I am using an application where I want to load csp nonce in System.config.ts file. I am using Spring application on backend and thymeleaf for template.
The nonce is created on the server and passed on as request.parameter This is the HTML code:
...
<head>
...
<script th:src="@{/lib/system/system.js}" th:nonce="${scriptNonce}"></script>
<script th:src="@{/client/system.config.js}" th:nonce="${scriptNonce}"></script>
...
</head>
scriptNonce is getting applied properly. I want this scriptNonce to be accessible from system.config.ts file as well
The file looks like this
SystemJS.config({
baseURL: '/',
warnings: true,
meta: {
'*' : {
nonce: document.getElementsByTagName('script')[0].nonce,
},
...
}
}
the nonce for '*' means it gets applied for every dependency and I do not have to use usafe-eval in my CSP for script-src directive.

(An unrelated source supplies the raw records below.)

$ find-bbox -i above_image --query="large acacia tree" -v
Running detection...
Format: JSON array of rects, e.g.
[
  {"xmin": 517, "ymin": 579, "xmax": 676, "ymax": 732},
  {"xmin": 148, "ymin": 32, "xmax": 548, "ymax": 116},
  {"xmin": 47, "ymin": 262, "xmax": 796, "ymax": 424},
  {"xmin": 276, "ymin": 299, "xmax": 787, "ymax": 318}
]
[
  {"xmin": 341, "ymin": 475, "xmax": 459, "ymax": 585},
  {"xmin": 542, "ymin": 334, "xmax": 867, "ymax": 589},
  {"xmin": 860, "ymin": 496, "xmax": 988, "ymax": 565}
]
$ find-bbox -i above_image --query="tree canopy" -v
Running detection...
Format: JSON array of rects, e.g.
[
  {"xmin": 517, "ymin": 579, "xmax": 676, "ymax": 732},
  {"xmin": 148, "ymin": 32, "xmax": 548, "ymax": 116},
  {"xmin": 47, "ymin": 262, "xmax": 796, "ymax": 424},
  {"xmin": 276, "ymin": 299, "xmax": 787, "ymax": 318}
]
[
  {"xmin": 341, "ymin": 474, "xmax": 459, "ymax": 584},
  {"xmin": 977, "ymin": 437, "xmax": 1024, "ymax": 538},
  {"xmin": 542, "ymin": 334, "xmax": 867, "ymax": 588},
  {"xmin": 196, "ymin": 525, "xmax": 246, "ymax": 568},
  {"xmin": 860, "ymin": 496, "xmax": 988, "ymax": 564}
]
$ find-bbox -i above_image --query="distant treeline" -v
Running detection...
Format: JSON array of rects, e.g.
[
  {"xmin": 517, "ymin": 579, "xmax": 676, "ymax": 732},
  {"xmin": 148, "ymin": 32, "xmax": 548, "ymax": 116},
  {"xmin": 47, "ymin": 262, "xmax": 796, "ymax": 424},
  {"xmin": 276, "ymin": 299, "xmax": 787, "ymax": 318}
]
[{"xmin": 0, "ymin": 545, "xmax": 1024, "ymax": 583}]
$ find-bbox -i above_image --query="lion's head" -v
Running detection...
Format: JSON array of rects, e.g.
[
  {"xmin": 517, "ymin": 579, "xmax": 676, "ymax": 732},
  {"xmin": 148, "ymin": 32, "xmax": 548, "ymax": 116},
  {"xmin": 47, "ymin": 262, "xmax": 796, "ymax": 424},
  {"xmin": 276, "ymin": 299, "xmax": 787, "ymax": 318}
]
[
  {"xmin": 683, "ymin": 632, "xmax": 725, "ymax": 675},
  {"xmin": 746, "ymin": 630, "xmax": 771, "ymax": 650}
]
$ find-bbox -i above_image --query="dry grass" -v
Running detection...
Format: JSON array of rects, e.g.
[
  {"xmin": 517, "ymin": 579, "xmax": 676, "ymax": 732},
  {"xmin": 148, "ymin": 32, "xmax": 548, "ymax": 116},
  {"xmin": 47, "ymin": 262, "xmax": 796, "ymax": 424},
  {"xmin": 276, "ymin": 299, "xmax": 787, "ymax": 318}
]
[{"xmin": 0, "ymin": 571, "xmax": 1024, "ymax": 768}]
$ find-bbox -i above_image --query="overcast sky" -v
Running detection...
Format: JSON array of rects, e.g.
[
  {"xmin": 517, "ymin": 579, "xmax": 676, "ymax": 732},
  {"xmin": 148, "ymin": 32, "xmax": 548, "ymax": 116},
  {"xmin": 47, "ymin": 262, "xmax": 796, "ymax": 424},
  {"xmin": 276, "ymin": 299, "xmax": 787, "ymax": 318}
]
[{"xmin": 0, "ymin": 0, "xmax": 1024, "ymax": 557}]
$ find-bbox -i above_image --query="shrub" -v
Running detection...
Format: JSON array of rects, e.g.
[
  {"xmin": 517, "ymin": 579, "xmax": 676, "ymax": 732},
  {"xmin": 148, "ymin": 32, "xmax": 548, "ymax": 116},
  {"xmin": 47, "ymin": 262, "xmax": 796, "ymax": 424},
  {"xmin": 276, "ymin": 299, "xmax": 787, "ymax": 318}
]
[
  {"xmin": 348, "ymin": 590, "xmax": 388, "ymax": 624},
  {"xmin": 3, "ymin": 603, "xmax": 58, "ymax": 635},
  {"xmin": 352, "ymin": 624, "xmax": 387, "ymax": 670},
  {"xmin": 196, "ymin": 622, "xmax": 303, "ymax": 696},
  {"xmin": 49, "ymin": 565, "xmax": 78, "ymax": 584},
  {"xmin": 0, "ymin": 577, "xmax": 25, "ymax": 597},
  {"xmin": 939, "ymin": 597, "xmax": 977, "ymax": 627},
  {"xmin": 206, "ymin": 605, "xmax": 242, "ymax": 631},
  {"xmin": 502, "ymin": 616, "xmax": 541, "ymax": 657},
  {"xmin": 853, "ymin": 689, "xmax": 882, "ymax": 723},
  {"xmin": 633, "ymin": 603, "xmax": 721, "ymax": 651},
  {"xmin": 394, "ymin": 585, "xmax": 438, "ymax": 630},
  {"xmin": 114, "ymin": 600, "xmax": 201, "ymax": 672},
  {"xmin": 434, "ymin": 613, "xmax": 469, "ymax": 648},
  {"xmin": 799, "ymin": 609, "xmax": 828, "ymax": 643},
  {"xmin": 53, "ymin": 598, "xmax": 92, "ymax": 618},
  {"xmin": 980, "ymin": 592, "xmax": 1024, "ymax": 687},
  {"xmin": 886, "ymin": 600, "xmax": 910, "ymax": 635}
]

When I compile the project npm run gulp local-ts then it works fine. But when I use npm run gulp server-ts, it gives following error
evalmachine.<anonymous>:6
nonce: document.getElementsByTagName('script')[0].nonce
^
ReferenceError: document is not defined
at evalmachine.<anonymous>:6:20
at Script.runInContext (node:vm:141:12)
at Script.runInNewContext (node:vm:146:17)
at Object.runInNewContext (node:vm:306:38)
My question - is there a proper way to include the nonce in the system.config.ts file?